Description
La Chouette effraie est un rapace nocturne d'aspect pâle et fantomatique. Son trait le plus marquant est son disque facial blanc en forme de cœur, bordé d'un fin liseré, au centre duquel se détachent de sombres yeux noirs. Le dessus du corps est d'un gris cendré et roux doré finement moucheté, tandis que le dessous, la face et la poitrine sont d'un blanc immaculé chez de nombreux individus.
Ses longues ailes et ses pattes emplumées lui donnent en vol une allure claire et flottante. Le plumage, à structure particulière, assure un vol totalement silencieux, atout décisif pour surprendre ses proies dans l'obscurité. Loin du hululement des autres chouettes, elle émet un cri rauque et strident, ainsi que des chuintements qui résonnent la nuit près des bâtiments.

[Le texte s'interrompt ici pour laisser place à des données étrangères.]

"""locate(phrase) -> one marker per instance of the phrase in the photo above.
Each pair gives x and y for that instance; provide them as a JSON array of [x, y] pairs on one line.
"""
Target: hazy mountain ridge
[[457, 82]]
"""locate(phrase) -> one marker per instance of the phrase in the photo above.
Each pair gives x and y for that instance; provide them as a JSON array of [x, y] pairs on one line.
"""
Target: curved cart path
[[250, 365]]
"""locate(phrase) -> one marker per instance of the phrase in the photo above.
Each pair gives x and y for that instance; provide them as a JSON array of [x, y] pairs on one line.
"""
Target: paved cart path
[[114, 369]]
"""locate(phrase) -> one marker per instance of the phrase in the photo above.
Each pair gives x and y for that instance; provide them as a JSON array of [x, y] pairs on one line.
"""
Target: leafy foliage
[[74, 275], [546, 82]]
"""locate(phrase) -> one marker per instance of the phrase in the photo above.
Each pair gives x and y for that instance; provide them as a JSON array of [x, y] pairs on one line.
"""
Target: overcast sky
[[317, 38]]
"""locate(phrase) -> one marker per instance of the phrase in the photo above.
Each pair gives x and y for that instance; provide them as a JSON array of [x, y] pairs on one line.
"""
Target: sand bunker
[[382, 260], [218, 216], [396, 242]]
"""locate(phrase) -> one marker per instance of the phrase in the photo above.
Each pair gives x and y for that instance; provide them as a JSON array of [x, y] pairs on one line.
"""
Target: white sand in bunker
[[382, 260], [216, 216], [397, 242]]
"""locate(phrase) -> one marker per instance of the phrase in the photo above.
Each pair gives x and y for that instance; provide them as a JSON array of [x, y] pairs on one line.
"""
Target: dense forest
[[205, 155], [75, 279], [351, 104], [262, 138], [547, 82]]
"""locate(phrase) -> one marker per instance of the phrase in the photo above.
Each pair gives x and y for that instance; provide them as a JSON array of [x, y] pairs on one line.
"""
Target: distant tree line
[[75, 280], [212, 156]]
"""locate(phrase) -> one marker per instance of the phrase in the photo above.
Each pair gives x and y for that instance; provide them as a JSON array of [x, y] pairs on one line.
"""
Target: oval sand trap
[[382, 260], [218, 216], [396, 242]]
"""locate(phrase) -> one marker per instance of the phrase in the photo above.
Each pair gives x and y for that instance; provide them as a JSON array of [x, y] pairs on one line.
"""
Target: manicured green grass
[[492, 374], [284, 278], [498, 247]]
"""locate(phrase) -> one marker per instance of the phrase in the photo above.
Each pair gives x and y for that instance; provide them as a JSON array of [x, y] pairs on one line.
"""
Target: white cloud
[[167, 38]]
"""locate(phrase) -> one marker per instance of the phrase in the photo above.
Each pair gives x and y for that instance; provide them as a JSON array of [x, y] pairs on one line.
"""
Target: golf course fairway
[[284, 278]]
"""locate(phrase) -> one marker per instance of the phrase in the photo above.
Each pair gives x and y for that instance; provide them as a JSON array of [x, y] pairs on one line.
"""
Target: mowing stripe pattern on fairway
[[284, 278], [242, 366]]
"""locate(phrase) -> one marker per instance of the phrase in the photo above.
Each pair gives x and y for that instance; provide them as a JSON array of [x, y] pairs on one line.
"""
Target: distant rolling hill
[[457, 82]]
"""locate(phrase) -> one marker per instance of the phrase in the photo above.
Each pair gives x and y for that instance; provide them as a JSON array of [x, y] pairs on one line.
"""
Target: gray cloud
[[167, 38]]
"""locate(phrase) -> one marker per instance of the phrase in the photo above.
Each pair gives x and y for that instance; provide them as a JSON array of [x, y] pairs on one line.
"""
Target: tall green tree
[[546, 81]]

Habitat et répartition régionale
Étroitement liée aux milieux ouverts agricoles, l'effraie chasse au-dessus des prairies, cultures, friches, bords de chemins et lisières du bocage du Nord et du Pas-de-Calais. Pour nicher et se reposer, elle recherche des cavités abritées : clochers d'église, combles de granges, vieux bâtiments agricoles, pigeonniers. Cette dépendance au bâti rural lui a valu son surnom de « dame blanche » et une présence longtemps intimement liée aux fermes et villages de la région.
Mode de vie
Chasseuse crépusculaire et nocturne, elle se nourrit principalement de petits mammifères — campagnols, mulots, musaraignes — localisés grâce à une ouïe d'une extrême finesse. Elle avale ses proies entières puis rejette des pelotes de réjection dont l'analyse renseigne sur son régime. La reproduction a lieu dans une cavité obscure, sans matériaux apportés ; le nombre d'œufs et de jeunes varie fortement selon l'abondance des rongeurs, permettant parfois deux nichées les bonnes années.
Une alliée des campagnes
Grande consommatrice de rongeurs, la Chouette effraie rend de précieux services aux exploitations agricoles. La pose de nichoirs dans les bâtiments et le maintien d'accès aux clochers favorisent son installation.
Enjeux de conservation
Classée en préoccupation mineure, l'effraie subit néanmoins des pressions notables. La rénovation et la fermeture des bâtiments agricoles la privent de sites de nidification, tandis que la disparition des prairies et des bords enherbés raréfie ses proies. Elle paie aussi un lourd tribut aux collisions routières et à l'empoisonnement par les rodenticides. Le maintien de milieux ouverts et la pose de nichoirs comptent parmi les actions les plus efficaces en sa faveur.